We had spent time discussing their online options and when I returned to the UK and checked their internet activity a few weeks later, it was clear they had made significant changes following my consultancy.
They had improved their Twitter following from around 25,000 to almost 600,000, showing they were doing a brilliant job.
The right approach
I approached our new session with trepidation. I was worried that they would think they were paying for nothing. They had done a great deal of work following my advice, and it was clearly successful for them. After analysing everything, I could only find a few ‘tweaks’ they needed to improve their current approach.
In the end, I need not have been concerned. We spent the day discussing plenty of elements of their digital operations and activity. We tweaked something here, made a minor alteration there, and before I knew it, our time was up. I asked if the day had been helpful. They said it was tremendously valuable and that they would like to book another session in a year to check they were still on track.
I made summary notes outlining the ideas we had produced. There were only half a dozen key things they needed to do, plus a handful of smaller items. It didn’t seem much for a day’s work. Yet, the client was thrilled with what had been delivered.
I looked out the office window into the garden and saw my shiny new fence. I realised that my client was behaving in a way that I hadn’t done with my fence.
Rather than waiting several years to see if their online performance was up to scratch, they were reviewing every year.
That meant that the time taken to deal with changes would be a lot less than if they waited several years to consider what they were doing.
Unlike my garden fence, which had been left to get into a sorry state, they were ensuring that their online presence only needed a quick ‘touching-up’ every year or so.
Don’t fall behind
Sometime later I received a request from a potential client asking if I could review their website.
The company was thinking about a redesign and wanted to provide some information to web design companies. The email told me that they hadn’t done anything to their website for almost seven years and they had decided it was time for a refresh.
I looked at their website and realised it resembled my neglected fence. There was a lot of work that needed to be done to prepare their website for the designers to do anything fruitful.

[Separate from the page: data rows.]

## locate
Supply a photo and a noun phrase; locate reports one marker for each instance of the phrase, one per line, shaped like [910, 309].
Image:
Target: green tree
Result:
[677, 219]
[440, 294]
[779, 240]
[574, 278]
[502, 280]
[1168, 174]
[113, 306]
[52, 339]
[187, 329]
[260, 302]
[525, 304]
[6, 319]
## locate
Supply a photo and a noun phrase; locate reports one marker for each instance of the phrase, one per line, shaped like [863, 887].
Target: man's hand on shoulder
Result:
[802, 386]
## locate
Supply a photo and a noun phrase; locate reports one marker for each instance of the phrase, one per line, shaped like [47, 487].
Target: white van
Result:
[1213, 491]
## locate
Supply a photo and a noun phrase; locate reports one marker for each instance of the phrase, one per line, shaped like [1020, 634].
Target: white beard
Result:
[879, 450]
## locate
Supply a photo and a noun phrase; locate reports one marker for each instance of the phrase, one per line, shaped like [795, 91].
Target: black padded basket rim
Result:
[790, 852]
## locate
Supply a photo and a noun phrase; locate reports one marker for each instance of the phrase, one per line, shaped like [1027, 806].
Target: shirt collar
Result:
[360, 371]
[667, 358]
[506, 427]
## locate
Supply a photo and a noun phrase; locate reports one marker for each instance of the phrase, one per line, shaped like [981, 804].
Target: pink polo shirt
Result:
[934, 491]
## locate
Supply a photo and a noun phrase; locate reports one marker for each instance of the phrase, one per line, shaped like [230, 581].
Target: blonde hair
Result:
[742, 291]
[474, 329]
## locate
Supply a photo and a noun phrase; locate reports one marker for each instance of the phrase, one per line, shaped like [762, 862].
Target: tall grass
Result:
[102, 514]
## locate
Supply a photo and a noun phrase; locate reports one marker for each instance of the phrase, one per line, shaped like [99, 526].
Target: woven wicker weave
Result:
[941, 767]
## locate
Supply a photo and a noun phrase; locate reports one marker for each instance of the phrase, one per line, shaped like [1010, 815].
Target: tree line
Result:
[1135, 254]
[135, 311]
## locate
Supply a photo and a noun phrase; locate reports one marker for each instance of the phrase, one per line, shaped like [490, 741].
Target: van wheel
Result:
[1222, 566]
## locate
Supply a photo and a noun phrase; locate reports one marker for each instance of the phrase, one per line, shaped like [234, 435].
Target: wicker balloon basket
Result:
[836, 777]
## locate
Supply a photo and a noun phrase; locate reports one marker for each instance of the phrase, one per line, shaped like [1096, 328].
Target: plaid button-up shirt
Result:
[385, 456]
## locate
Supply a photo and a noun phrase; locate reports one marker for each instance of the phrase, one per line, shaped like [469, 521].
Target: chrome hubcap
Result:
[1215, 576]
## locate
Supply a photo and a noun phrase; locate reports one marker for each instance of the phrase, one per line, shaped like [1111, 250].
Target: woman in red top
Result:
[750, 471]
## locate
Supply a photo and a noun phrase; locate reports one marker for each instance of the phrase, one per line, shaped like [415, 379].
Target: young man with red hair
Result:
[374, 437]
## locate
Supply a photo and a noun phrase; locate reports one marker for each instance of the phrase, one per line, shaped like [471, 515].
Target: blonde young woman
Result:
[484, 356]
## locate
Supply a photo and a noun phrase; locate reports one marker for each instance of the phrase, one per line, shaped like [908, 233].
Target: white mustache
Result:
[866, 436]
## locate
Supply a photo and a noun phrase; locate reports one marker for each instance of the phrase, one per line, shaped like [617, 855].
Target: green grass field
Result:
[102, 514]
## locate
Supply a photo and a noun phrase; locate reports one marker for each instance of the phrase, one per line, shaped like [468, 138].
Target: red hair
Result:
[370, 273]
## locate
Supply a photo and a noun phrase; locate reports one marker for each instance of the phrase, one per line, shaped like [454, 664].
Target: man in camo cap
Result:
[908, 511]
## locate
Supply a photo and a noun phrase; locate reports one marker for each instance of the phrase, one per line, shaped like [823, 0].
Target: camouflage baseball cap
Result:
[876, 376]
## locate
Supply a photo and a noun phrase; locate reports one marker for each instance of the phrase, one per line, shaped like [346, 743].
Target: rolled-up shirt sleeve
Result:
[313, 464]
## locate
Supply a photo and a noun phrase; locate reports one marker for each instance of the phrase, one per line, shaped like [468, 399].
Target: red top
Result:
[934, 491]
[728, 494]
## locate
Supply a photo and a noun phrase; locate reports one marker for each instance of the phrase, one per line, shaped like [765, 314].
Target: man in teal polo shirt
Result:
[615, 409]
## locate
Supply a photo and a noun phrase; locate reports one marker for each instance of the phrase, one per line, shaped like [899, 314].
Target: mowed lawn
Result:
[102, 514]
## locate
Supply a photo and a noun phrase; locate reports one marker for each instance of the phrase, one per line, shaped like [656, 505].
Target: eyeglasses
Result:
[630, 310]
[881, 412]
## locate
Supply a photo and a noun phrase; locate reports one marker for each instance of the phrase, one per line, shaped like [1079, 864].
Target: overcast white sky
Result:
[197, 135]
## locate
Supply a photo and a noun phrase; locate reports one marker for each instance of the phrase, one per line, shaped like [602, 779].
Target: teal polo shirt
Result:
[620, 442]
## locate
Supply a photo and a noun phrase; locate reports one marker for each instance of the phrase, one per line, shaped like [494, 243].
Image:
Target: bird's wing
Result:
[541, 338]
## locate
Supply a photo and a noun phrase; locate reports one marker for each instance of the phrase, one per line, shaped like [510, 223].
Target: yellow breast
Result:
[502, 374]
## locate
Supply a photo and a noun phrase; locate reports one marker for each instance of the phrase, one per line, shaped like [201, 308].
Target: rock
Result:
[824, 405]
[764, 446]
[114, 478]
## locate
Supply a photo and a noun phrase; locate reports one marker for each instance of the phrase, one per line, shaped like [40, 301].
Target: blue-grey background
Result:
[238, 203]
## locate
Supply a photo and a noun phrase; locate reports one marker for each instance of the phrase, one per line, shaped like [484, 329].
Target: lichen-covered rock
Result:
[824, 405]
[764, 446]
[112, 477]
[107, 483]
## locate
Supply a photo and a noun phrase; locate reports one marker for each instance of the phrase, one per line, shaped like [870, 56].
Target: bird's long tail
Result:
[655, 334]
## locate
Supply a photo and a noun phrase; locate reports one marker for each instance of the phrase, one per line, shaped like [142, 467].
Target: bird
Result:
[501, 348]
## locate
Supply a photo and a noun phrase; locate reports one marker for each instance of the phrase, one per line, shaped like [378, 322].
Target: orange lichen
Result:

When you don’t reconsider your social media strategy every year, you also leave it to wither, requiring significant investment at a later date. And if you do not look after your digital footprint on an annual basis, addressing the necessary changes in one colossal effort after several years takes more time and energy than is necessary.
My clients in the Netherlands had the right idea. Regular checks and actions mean that there is never a massive task in the future.
There is a tendency to go for significant changes every few years in business, rather than progressive alterations over shorter periods. If you are a ‘big change’ business, then you are like my garden fence.
Leaving it unpainted for so long has created much more work, at a higher cost, than if it had been tended to every year.
Ignoring reviews of your online activity for long periods also means you make more work for yourself and raise your costs.